Fin août, pour la rentrée, la FNSEA et les Jeunes agriculteurs prenaient les devants et proposaient un projet de loi « clé en main » à l’exécutif. Objectifs, entre autres : moins de normes, moins d’encadrement de l’utilisation des pesticides, faciliter l’irrigation. Les deux principaux syndicats agricoles expliquaient leur démarche par le manque de résultats « tangibles dans leur cour de ferme » depuis la crise agricole du début d’année.

Avec la nomination d’Annie Genevard (Les Républicains) comme nouvelle ministre de l’Agriculture, de la Souveraineté alimentaire, et de la Forêt, ces partisans du productivisme agricole semblent avoir été entendus. La désormais ex-députée du Doubs — elle était reconduite depuis 2012 — a repris les mêmes mots qu’eux dans son discours d’investiture, prononcé ce lundi 23 septembre. « Je vais faire en sorte que, dans les prochaines semaines, des résultats se voient dans les cours de ferme », a-t-elle promis.

Elle a également fustigé les surtranspositions de normes européennes et répété le slogan « pas d’interdiction sans solution » concernant les pesticides. Elle souhaite aussi « redonner du bon sens à toutes les règles, alléger la paperasse, réduire les interdits ». Autant de déclarations qui confirment sa proximité avec la FNSEA. Son suppléant, qui reprend son poste de députée, l’éleveur Éric Liégeon, a d’ailleurs été secrétaire général et vice-président de la FDSEA du Doubs.

Défense des mégabassines et des élevages industriels

Dans son allocution d’une dizaine de minutes, elle a également trouvé le temps de partager « le sentiment de révolte de certains face à des activistes qui détruisent les moyens de production et l’outil de travail indispensable pour nous nourrir », sans doute une référence voilée aux sabotages de mégabassines.

Des déclarations qui ne surprennent pas, au vu des positions prises de longue date par cette élue de droite, qui n’aime pas les militants écologistes. Déjà en 2021, elle avait cosigné un amendement — déclaré irrecevable — pour décourager, via une amende de 50 000 euros, les militants filmant les élevages industriels.

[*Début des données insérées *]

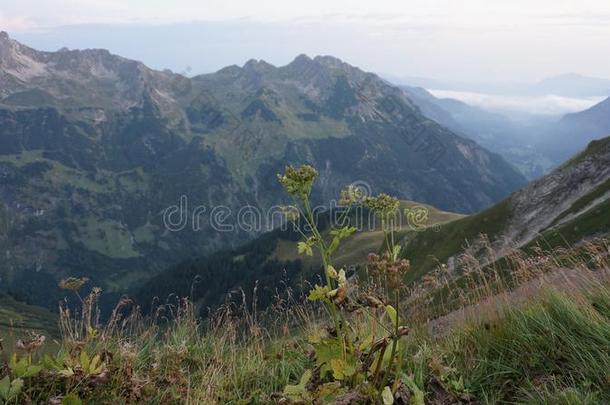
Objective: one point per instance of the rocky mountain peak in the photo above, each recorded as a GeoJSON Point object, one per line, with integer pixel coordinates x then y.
{"type": "Point", "coordinates": [258, 65]}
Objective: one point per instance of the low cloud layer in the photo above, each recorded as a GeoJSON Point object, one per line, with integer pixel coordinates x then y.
{"type": "Point", "coordinates": [544, 105]}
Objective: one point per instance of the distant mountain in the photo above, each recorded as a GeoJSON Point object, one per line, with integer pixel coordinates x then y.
{"type": "Point", "coordinates": [95, 147]}
{"type": "Point", "coordinates": [565, 85]}
{"type": "Point", "coordinates": [565, 207]}
{"type": "Point", "coordinates": [514, 140]}
{"type": "Point", "coordinates": [576, 130]}
{"type": "Point", "coordinates": [270, 261]}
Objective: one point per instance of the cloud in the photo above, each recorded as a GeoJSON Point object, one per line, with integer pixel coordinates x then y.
{"type": "Point", "coordinates": [16, 24]}
{"type": "Point", "coordinates": [544, 105]}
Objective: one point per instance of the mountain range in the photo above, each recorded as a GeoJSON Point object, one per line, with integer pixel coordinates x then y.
{"type": "Point", "coordinates": [95, 148]}
{"type": "Point", "coordinates": [565, 208]}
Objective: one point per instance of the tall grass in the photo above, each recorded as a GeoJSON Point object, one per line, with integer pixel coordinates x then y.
{"type": "Point", "coordinates": [549, 346]}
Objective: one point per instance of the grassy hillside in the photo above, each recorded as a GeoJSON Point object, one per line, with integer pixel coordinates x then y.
{"type": "Point", "coordinates": [550, 349]}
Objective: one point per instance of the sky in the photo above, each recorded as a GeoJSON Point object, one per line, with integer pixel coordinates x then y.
{"type": "Point", "coordinates": [465, 40]}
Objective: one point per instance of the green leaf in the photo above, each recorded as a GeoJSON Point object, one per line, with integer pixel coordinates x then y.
{"type": "Point", "coordinates": [342, 369]}
{"type": "Point", "coordinates": [396, 252]}
{"type": "Point", "coordinates": [31, 371]}
{"type": "Point", "coordinates": [418, 394]}
{"type": "Point", "coordinates": [71, 399]}
{"type": "Point", "coordinates": [392, 314]}
{"type": "Point", "coordinates": [319, 294]}
{"type": "Point", "coordinates": [386, 396]}
{"type": "Point", "coordinates": [5, 387]}
{"type": "Point", "coordinates": [84, 360]}
{"type": "Point", "coordinates": [305, 248]}
{"type": "Point", "coordinates": [16, 386]}
{"type": "Point", "coordinates": [298, 391]}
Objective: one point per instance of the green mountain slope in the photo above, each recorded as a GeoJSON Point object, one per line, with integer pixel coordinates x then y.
{"type": "Point", "coordinates": [563, 208]}
{"type": "Point", "coordinates": [94, 148]}
{"type": "Point", "coordinates": [272, 263]}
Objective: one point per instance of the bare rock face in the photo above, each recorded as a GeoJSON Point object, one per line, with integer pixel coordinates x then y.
{"type": "Point", "coordinates": [540, 203]}
{"type": "Point", "coordinates": [94, 147]}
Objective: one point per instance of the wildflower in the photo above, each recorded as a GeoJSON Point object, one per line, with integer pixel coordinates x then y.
{"type": "Point", "coordinates": [383, 205]}
{"type": "Point", "coordinates": [351, 195]}
{"type": "Point", "coordinates": [290, 212]}
{"type": "Point", "coordinates": [393, 270]}
{"type": "Point", "coordinates": [30, 345]}
{"type": "Point", "coordinates": [72, 283]}
{"type": "Point", "coordinates": [298, 182]}
{"type": "Point", "coordinates": [417, 217]}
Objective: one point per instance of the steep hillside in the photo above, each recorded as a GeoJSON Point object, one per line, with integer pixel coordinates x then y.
{"type": "Point", "coordinates": [563, 207]}
{"type": "Point", "coordinates": [94, 148]}
{"type": "Point", "coordinates": [271, 262]}
{"type": "Point", "coordinates": [514, 139]}
{"type": "Point", "coordinates": [575, 131]}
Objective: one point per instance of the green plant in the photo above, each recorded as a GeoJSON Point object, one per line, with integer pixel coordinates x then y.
{"type": "Point", "coordinates": [362, 360]}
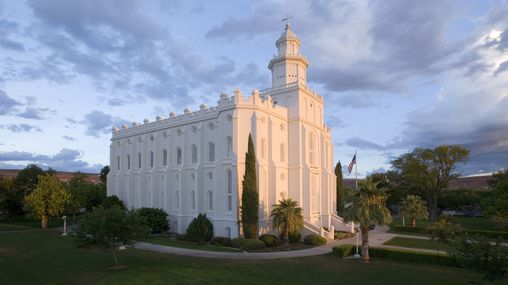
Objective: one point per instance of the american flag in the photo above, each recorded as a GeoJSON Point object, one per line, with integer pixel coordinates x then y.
{"type": "Point", "coordinates": [351, 164]}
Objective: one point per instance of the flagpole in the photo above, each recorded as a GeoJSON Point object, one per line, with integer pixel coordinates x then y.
{"type": "Point", "coordinates": [356, 172]}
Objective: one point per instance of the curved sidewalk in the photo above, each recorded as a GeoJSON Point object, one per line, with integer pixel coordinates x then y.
{"type": "Point", "coordinates": [376, 238]}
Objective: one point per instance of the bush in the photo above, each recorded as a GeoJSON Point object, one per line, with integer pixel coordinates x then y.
{"type": "Point", "coordinates": [314, 239]}
{"type": "Point", "coordinates": [200, 229]}
{"type": "Point", "coordinates": [343, 250]}
{"type": "Point", "coordinates": [247, 244]}
{"type": "Point", "coordinates": [294, 237]}
{"type": "Point", "coordinates": [411, 256]}
{"type": "Point", "coordinates": [111, 201]}
{"type": "Point", "coordinates": [222, 241]}
{"type": "Point", "coordinates": [343, 235]}
{"type": "Point", "coordinates": [270, 240]}
{"type": "Point", "coordinates": [154, 218]}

Plus récemment, en juillet dernier, à l’occasion d’un rassemblement des militants opposés aux mégabassines en Charente-Maritime, elle avait estimé que « ce sont des black blocs qui viennent pour blesser, pour tuer ». Pendant les débats sur la loi d’orientation agricole, en mai dernier, elle pourfendait « ceux qui prônent une écologie punitive et décroissante [et] mettent en péril notre souveraineté agricole. »

Son palmarès : l’AOP comté

Reprenant l’exemple du comté, fromage AOP produit dans sa circonscription et assurant un revenu digne à ses producteurs, elle voyait dans ses règles de production une façon de mettre l’écologie « au service de l’économie » avant tout. Une loi qu’elle avait votée et promis de mener à bien en tant que ministre.

Autres exemples, en 2021, elle s’était opposée à l’expérimentation de l’option végétarienne quotidienne dans les cantines. Concernant les pesticides, on retrouve peu de prises de positions à son actif. Sinon l’approbation d’une chronique du journaliste Patrick Cohen dans l’émission « C à vous » sur France 5. Il y estimait que les écologistes demandant l’interdiction du glyphosate sont du côté de l’émotion plutôt que de la science.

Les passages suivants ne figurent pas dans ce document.